Leakage-Resilient Secret Sharing with Constant Share Size

TL;DR

This paper develops leakage-resilient secret sharing schemes with constant share sizes using algebraic geometric codes over extension fields, offering advantages over prime field constructions, and analyzes their leakage resilience through Fourier analysis.

Contribution

It introduces leakage-resilient secret sharing schemes based on AG codes over extension fields with constant share sizes and unbounded participants, and provides a Fourier analysis of their leakage resilience.

Findings

AG codes over extension fields yield smaller reconstruction parameters.

The schemes have constant share sizes regardless of the number of players.
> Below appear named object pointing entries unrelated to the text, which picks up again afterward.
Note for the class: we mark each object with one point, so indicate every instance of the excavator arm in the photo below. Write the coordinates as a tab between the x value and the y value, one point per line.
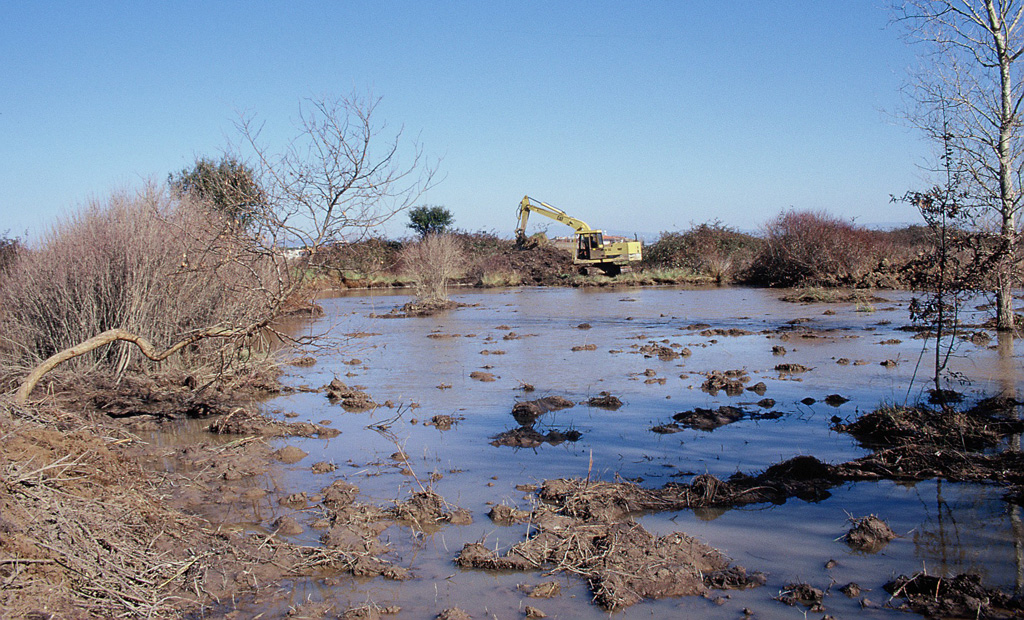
528	206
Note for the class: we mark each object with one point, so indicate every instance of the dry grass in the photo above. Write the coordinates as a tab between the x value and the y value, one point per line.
145	262
433	262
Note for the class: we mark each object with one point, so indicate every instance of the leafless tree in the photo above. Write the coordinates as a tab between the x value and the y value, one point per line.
433	261
340	176
968	94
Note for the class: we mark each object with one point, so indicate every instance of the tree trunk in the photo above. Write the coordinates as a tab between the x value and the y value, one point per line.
109	336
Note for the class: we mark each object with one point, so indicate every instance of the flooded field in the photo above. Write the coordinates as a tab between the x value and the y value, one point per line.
653	349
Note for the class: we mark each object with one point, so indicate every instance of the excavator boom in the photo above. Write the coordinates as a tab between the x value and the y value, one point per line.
591	249
528	205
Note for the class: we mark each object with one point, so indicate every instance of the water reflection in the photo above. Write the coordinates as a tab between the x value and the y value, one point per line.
943	527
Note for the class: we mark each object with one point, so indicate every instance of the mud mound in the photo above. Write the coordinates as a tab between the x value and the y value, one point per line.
622	562
802	477
665	354
244	421
526	437
802	593
974	429
961	596
526	412
791	368
868	534
605	401
709	419
84	531
731	332
507	515
731	381
351	399
426	510
544	264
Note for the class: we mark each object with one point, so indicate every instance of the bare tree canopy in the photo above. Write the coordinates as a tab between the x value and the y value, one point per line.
339	176
968	97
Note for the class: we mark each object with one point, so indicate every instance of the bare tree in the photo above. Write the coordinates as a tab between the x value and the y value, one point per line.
433	261
339	177
969	95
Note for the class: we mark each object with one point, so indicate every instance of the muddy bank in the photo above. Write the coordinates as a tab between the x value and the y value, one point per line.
83	533
95	523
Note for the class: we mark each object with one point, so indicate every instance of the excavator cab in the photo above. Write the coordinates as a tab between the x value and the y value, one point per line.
590	246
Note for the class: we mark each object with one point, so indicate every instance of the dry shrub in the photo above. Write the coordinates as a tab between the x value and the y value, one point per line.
371	256
808	248
708	249
433	262
145	262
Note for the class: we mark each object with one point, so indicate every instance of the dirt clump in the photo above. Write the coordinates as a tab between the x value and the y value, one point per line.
246	421
802	593
759	388
442	421
623	563
791	368
732	332
506	515
351	399
454	613
835	400
425	510
960	596
526	437
526	412
323	467
665	354
290	454
868	534
605	401
709	419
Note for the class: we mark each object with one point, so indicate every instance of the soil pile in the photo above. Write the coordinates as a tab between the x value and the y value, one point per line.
868	534
961	596
622	562
526	412
352	399
85	537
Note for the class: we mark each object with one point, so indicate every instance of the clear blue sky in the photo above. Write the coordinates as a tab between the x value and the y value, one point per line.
634	116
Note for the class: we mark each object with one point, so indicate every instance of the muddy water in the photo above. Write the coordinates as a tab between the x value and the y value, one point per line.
424	366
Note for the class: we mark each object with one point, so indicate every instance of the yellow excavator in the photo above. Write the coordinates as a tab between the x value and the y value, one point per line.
591	249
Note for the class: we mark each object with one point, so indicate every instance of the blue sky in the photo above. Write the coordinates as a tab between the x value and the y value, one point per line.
634	116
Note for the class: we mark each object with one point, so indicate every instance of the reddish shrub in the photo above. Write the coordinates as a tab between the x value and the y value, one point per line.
812	248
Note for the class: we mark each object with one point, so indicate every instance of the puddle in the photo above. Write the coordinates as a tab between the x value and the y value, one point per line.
423	367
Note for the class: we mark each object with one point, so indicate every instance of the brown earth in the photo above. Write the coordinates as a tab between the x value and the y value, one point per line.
623	563
95	523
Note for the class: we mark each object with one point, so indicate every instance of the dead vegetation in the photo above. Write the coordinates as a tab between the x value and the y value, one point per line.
82	535
623	563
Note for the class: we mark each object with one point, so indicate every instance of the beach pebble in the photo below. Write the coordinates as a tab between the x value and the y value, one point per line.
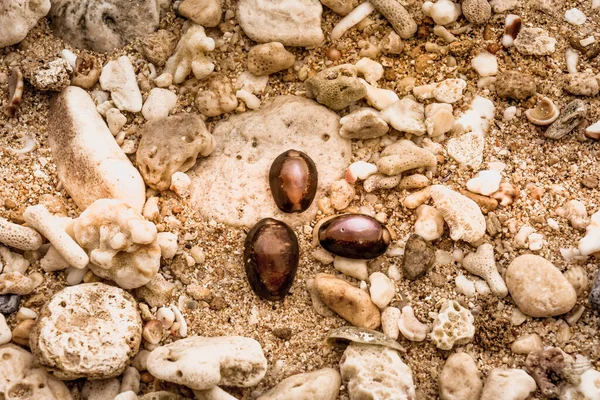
402	156
118	78
477	12
364	123
389	322
83	24
508	384
406	115
534	41
376	372
526	344
24	379
204	362
453	325
350	302
485	63
418	257
289	22
336	87
575	16
539	288
570	116
382	289
515	85
462	214
449	90
159	104
171	144
323	384
268	132
202	12
460	379
582	84
105	336
269	58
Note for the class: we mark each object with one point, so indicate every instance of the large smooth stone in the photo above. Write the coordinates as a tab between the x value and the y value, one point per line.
289	22
89	162
539	288
232	184
104	25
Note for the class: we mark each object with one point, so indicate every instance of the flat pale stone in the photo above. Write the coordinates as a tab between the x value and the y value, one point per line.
231	185
539	288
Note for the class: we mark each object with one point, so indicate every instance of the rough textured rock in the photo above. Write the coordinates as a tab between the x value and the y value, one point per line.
202	362
22	379
90	330
104	25
121	244
89	162
376	372
539	288
17	17
170	145
323	384
336	87
351	303
515	85
232	185
460	378
289	22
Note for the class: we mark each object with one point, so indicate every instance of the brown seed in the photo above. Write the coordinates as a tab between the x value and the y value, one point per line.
354	236
271	258
293	181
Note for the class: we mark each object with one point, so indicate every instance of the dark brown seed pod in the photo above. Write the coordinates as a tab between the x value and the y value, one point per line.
354	236
271	257
293	181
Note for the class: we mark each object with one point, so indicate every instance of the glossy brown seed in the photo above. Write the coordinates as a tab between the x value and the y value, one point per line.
271	258
354	236
293	181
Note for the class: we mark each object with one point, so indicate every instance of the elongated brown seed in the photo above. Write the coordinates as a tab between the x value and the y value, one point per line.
293	181
271	257
354	236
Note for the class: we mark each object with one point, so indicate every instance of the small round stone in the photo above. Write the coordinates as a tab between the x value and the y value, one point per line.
9	303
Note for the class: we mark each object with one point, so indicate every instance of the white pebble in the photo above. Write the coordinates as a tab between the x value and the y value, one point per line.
574	16
464	286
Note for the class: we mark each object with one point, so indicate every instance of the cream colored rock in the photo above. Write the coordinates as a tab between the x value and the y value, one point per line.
539	288
90	164
351	303
483	264
323	384
406	115
190	55
410	327
364	123
204	362
462	214
159	104
382	289
508	384
402	156
430	223
526	344
376	372
460	378
22	379
118	77
453	325
241	196
121	244
269	58
98	322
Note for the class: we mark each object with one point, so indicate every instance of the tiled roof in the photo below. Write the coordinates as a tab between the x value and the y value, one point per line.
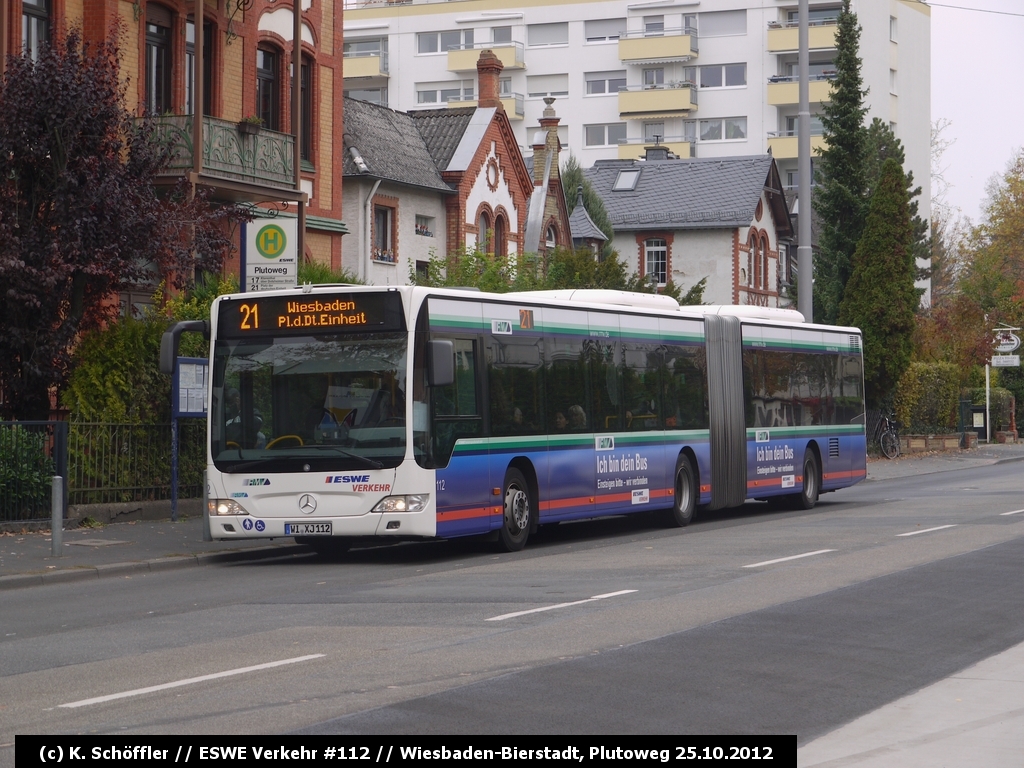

Fourier analysis confirms stronger leakage resilience under certain assumptions.

Abstract

We consider the leakage resilience of AG code-based ramp secret sharing schemes extending the leakage resilience of linear threshold secret sharing schemes over prime fields done by Benhamouda et al. Since there is not any explicit efficient construction of AG codes over prime fields, we consider constructions over prime fields with the help of concatenation method and those over field extensions. Extending the Fourier analysis done by Benhamouda et al., concatenated algebraic geometric codes over prime fields do produce some nice leakage-resilient secret sharing schemes. One natural and curious question is whether AG codes over extension fields produce better leakage-resilient secret sharing schemes than the construction based on concatenated AG codes. Such construction provides several advantages compared to the construction over prime fields using concatenation method. First, AG codes over extension fields give secret sharing schemes with smaller reconstruction for a fixed privacy parameter t. Second, concatenated AG codes do not enjoy strong multiplicity and hence they are not applicable to secure MPC schemes. It is also confirmed that indeed AG codes over extension fields have stronger leakage-resilience under some reasonable assumptions. These three advantages strongly motivate the study of secret sharing schemes from AG codes over extension fields. The current paper has two main contributions: 1, we obtain leakage-resilient secret sharing schemes with constant share sizes and unbounded numbers of players. Like Shamir secret scheme, our schemes enjoy multiplicity and hence can be applied to MPC. 2, via a sophisticated Fourier Analysis, we analyze the leakage-resilience of secret sharing schemes from codes over extension fields. This is of its own theoretical interest independent of its application to secret sharing schemes from algebraic geometric codes over extension fields.